Leena AI uses a guardrail model to identify the harmful content, and if it is there in the LLM response, it detects and allows the system to handle it by not responding to such kind of content.
- Purpose and Functionality
WorkLM Guard is specifically trained for content safety classification. Its primary functions include:
- Classifying content in LLM responses (response classification)
- Generating text outputs indicating whether a given response is safe or unsafe
- Identifying specific content categories that have been violated in unsafe content
- Mitigation of Harmful Content
WorkLM Guard addresses various types of harmful content, including illegal, defamatory, and fake information, through its comprehensive classification system:
- Hazard Taxonomy: The model is trained on the MLCommons taxonomy, which covers 13 hazard categories. This standardized approach ensures a broad coverage of potential harmful content types.
- Additional Category: An extra category for “Code Interpreter Abuse” has been added, specifically targeting potential misuse in tool call scenarios.
- Binary Decision Making: The model can produce classifier scores based on token probabilities, allowing for the application of score thresholding to make binary decisions on content safety.
- Bias Mitigation
While the provided information doesn’t explicitly mention bias mitigation, several aspects of WorkLM Guard suggest potential bias reduction:
- Standardized Taxonomy: By using the MLCommons taxonomy, the model likely benefits from a well-defined and potentially less biased classification system.
- Fine-tuning Process: The model has been fine-tuned specifically for content safety, which may include measures to reduce biases present in the original WorkLM model.
Preventing Harmful Content in Model Training
Leena AI also prevents harmful content from being included in model training via below measures
- Base Model Training
Leena AI adopts a cautious approach to base model training:
- The company does not engage in pretraining or training of base models.

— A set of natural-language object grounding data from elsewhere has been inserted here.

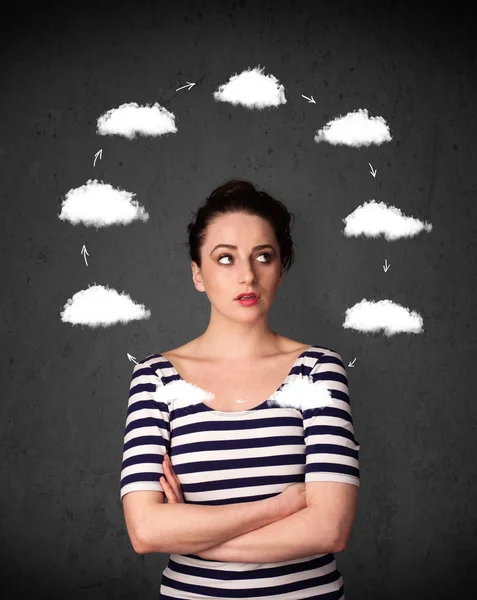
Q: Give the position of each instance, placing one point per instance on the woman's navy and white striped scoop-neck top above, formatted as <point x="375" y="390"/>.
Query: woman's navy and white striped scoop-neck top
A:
<point x="226" y="457"/>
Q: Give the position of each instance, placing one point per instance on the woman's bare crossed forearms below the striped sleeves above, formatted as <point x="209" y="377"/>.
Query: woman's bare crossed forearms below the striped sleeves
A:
<point x="255" y="532"/>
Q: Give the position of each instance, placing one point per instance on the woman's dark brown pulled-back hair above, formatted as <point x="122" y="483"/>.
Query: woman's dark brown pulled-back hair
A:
<point x="242" y="197"/>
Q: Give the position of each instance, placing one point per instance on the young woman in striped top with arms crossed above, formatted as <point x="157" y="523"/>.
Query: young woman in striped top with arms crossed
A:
<point x="260" y="493"/>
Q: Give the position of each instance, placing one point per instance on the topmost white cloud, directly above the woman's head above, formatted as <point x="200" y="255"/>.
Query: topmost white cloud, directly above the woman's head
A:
<point x="252" y="89"/>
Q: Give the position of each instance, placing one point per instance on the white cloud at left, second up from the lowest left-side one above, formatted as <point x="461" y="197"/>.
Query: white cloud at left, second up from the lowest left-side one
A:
<point x="100" y="205"/>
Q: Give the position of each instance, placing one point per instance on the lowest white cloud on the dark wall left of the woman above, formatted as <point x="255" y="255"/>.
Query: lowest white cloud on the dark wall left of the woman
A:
<point x="100" y="306"/>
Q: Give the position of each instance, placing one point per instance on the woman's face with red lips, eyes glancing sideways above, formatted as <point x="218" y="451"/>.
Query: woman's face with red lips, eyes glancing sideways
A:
<point x="227" y="272"/>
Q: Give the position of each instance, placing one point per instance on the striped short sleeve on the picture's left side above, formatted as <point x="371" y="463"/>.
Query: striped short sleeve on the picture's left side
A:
<point x="146" y="435"/>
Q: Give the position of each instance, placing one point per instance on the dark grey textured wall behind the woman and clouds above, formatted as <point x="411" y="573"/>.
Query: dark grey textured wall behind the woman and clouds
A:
<point x="64" y="388"/>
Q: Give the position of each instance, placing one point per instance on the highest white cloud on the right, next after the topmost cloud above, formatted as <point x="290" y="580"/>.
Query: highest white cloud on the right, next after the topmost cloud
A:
<point x="355" y="129"/>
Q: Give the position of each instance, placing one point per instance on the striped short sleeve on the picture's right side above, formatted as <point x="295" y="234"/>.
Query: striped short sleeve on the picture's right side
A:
<point x="332" y="452"/>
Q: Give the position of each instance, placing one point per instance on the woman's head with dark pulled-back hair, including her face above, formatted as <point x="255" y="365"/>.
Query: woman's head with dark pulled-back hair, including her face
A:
<point x="236" y="214"/>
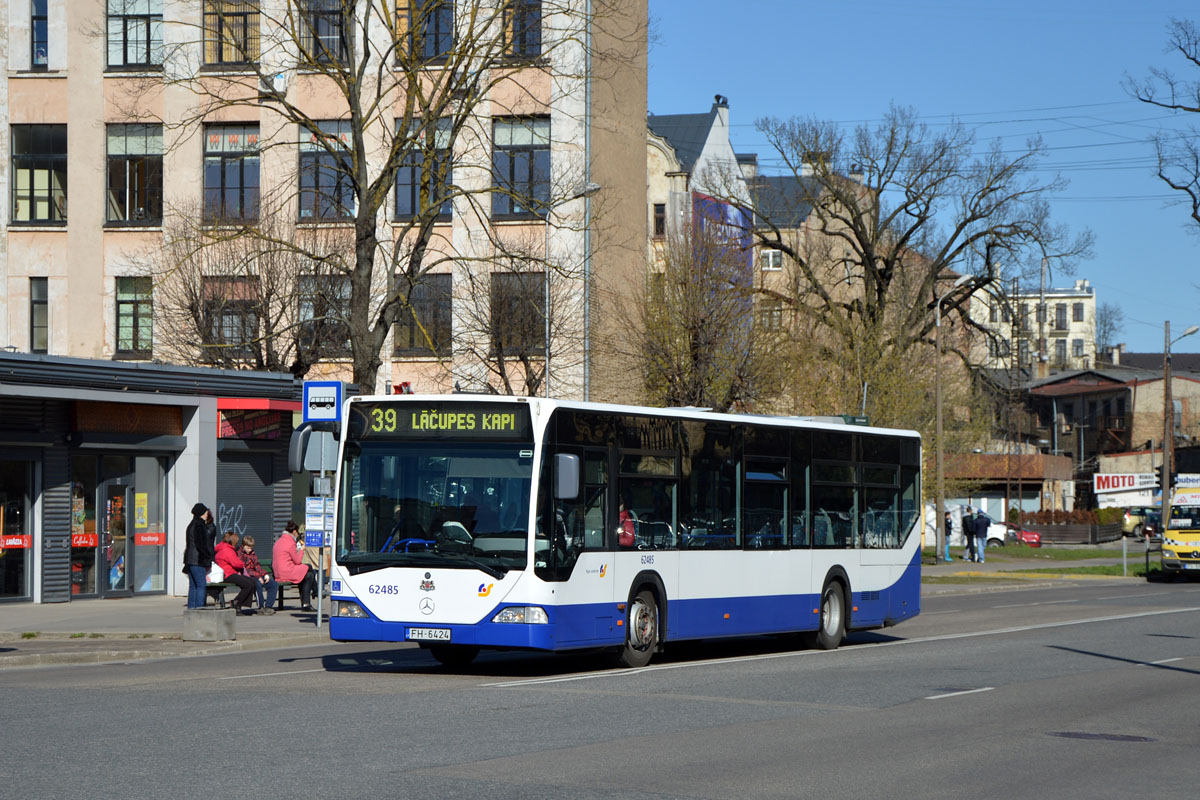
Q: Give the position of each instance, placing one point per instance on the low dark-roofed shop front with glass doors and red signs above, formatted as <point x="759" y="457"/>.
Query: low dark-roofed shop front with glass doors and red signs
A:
<point x="101" y="464"/>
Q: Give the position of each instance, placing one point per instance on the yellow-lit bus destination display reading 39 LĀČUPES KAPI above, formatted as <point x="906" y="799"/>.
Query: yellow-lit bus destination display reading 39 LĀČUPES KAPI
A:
<point x="441" y="422"/>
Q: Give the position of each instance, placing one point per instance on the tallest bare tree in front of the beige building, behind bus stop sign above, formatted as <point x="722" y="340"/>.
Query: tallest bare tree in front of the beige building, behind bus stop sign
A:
<point x="380" y="99"/>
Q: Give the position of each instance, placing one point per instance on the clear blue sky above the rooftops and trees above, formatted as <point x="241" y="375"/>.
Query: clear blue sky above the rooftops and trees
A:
<point x="1009" y="70"/>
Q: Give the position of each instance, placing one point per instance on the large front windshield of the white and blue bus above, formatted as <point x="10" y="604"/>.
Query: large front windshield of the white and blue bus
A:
<point x="435" y="504"/>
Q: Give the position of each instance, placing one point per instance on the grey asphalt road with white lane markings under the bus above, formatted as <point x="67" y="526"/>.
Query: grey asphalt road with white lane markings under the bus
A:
<point x="1085" y="691"/>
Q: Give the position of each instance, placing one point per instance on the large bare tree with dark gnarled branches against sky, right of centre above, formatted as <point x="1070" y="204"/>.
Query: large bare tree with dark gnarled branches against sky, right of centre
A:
<point x="889" y="213"/>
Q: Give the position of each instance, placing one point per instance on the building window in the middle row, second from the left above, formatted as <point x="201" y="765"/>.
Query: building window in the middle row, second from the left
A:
<point x="135" y="175"/>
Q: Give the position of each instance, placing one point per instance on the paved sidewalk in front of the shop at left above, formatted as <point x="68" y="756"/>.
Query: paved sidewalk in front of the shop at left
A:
<point x="98" y="631"/>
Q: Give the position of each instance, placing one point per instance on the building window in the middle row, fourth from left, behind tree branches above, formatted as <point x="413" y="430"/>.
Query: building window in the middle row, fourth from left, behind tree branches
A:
<point x="327" y="187"/>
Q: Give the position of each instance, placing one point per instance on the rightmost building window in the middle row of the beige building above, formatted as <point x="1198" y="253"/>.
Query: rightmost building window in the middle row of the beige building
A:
<point x="520" y="167"/>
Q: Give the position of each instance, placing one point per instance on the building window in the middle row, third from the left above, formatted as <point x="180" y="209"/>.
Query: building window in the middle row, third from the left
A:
<point x="231" y="172"/>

- This strategy significantly reduces the risk of inadvertently incorporating harmful content during the foundational stages of model development.
- Focused Fine-tuning
Leena AI’s model development process centers on targeted fine-tuning:
- Fine-tuning is performed exclusively on data curated for specific use cases.
- This focused approach minimizes the likelihood of introducing harmful content during the fine-tuning phase.

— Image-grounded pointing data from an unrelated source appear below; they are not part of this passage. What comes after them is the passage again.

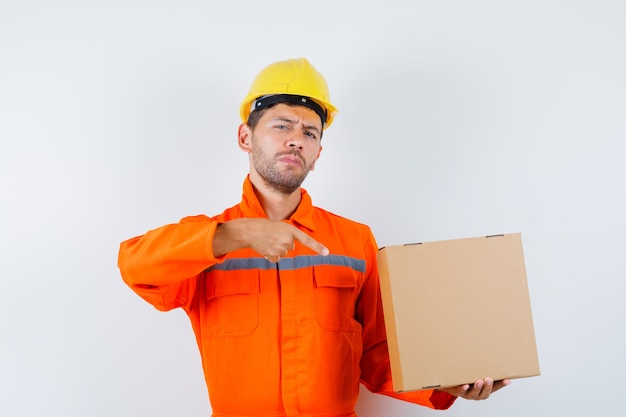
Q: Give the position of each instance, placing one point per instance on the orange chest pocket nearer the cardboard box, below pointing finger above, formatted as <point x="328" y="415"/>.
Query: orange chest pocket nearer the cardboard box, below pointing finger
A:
<point x="335" y="297"/>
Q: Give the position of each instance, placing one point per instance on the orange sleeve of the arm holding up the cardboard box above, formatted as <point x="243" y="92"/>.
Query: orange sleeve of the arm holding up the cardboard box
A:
<point x="375" y="365"/>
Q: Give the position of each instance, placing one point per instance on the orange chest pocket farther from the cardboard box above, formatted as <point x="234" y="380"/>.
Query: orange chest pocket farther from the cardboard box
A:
<point x="232" y="303"/>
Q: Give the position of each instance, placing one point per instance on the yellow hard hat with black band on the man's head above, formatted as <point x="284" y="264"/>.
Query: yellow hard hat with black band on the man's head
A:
<point x="293" y="81"/>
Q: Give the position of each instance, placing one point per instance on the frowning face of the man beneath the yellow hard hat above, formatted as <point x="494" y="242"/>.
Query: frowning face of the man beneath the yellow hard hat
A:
<point x="283" y="146"/>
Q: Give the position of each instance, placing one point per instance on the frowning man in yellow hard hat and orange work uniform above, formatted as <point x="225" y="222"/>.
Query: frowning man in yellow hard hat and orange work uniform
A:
<point x="283" y="296"/>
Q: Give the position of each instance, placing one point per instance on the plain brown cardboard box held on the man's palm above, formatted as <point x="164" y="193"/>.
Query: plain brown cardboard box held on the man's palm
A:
<point x="456" y="311"/>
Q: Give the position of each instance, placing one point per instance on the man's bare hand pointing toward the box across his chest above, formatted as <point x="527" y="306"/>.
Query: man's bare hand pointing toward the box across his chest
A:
<point x="270" y="238"/>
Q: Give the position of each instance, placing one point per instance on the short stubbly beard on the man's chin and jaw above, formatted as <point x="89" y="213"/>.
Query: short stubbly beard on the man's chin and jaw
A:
<point x="284" y="180"/>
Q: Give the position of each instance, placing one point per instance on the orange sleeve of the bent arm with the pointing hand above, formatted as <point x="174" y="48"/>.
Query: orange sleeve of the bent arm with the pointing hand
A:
<point x="162" y="265"/>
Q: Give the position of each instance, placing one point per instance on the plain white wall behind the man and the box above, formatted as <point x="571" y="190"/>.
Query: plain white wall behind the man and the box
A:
<point x="457" y="119"/>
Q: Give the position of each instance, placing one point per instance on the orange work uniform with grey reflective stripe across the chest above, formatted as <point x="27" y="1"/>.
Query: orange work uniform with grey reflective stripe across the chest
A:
<point x="292" y="338"/>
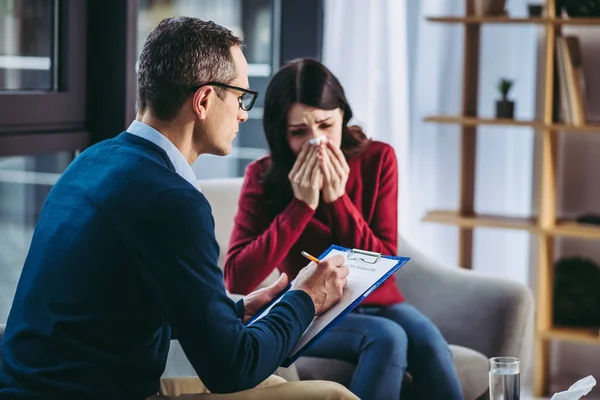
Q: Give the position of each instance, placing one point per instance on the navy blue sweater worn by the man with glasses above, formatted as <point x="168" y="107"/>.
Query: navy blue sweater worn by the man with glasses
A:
<point x="124" y="250"/>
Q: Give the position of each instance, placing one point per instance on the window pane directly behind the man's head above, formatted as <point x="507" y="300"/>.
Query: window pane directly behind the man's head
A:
<point x="253" y="21"/>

- Rigorous Data Validation
To further ensure the integrity of their training data, Leena AI employs a comprehensive validation process:
- All training data undergoes scrutiny using the WorkLM guard system.
- WorkLM Guard is designed to detect and identify potentially harmful content.

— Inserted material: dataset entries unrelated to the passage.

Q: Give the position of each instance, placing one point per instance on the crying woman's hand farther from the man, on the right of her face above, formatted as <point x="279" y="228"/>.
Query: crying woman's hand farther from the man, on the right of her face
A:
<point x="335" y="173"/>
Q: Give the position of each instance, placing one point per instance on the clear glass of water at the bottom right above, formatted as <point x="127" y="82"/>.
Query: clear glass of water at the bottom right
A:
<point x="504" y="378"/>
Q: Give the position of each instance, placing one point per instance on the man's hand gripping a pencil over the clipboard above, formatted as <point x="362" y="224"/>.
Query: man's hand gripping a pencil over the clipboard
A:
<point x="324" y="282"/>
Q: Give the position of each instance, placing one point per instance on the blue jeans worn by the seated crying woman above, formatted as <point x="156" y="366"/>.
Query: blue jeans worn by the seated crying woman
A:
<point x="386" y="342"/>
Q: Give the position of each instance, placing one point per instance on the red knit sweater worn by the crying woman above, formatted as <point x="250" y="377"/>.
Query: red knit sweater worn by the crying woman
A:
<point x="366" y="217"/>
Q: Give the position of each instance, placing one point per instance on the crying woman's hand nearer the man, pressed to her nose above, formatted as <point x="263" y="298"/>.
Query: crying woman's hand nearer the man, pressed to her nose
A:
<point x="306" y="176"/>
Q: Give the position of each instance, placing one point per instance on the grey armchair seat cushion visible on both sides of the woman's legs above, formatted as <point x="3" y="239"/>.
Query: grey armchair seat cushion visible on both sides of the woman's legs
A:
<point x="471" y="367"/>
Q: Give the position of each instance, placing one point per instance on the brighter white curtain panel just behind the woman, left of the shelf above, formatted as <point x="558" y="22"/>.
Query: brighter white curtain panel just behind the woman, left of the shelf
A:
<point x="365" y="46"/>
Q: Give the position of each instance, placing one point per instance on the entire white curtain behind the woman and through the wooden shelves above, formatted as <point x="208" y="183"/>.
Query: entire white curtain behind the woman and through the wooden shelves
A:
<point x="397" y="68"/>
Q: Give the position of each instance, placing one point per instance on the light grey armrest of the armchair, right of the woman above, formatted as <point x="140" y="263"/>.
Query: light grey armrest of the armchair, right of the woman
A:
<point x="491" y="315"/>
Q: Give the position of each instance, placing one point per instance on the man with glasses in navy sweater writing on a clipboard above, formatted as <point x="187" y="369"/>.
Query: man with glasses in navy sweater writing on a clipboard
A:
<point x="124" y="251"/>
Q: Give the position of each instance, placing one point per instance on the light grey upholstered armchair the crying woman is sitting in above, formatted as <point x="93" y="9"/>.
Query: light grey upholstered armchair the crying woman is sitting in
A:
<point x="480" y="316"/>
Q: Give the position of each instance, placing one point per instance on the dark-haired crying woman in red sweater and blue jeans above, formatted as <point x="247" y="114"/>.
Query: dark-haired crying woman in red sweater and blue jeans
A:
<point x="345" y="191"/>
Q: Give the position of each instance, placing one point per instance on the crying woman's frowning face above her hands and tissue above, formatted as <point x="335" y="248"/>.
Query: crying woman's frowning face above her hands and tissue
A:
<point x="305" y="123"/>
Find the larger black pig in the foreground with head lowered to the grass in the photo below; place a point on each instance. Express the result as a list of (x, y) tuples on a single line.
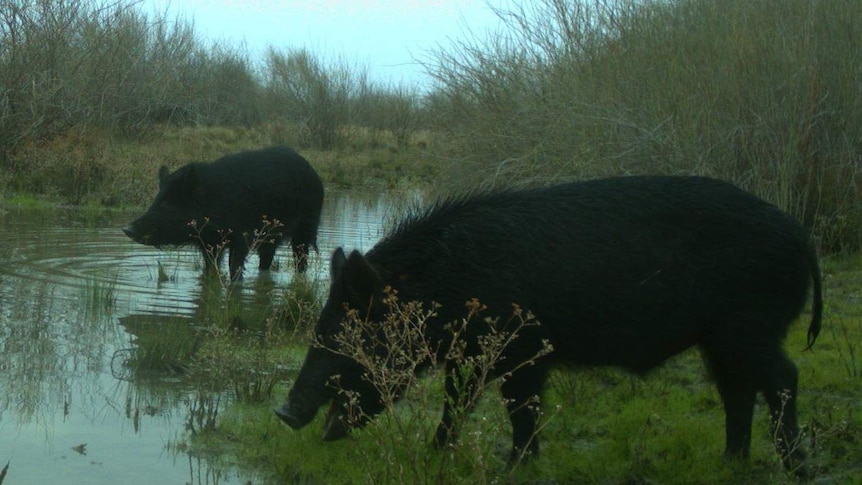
[(620, 272)]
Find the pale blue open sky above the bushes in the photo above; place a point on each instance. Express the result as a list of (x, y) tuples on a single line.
[(386, 36)]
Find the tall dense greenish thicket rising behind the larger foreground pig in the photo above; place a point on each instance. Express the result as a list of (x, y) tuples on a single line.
[(761, 93)]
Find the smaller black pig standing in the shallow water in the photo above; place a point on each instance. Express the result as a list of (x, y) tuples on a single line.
[(225, 203)]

- If harmful content is detected, it is promptly removed from the training dataset.
- Advanced Content Filtering
For a detailed explanation of the WorkLM guard system and its role in mitigating harmful content in Language Learning Models (LLMs), please refer to the separate document titled “Mitigating harmful content in LLM.”
By implementing these measures, Leena AI demonstrates a strong commitment to maintaining the safety and integrity of its AI models throughout the training and fine-tuning processes.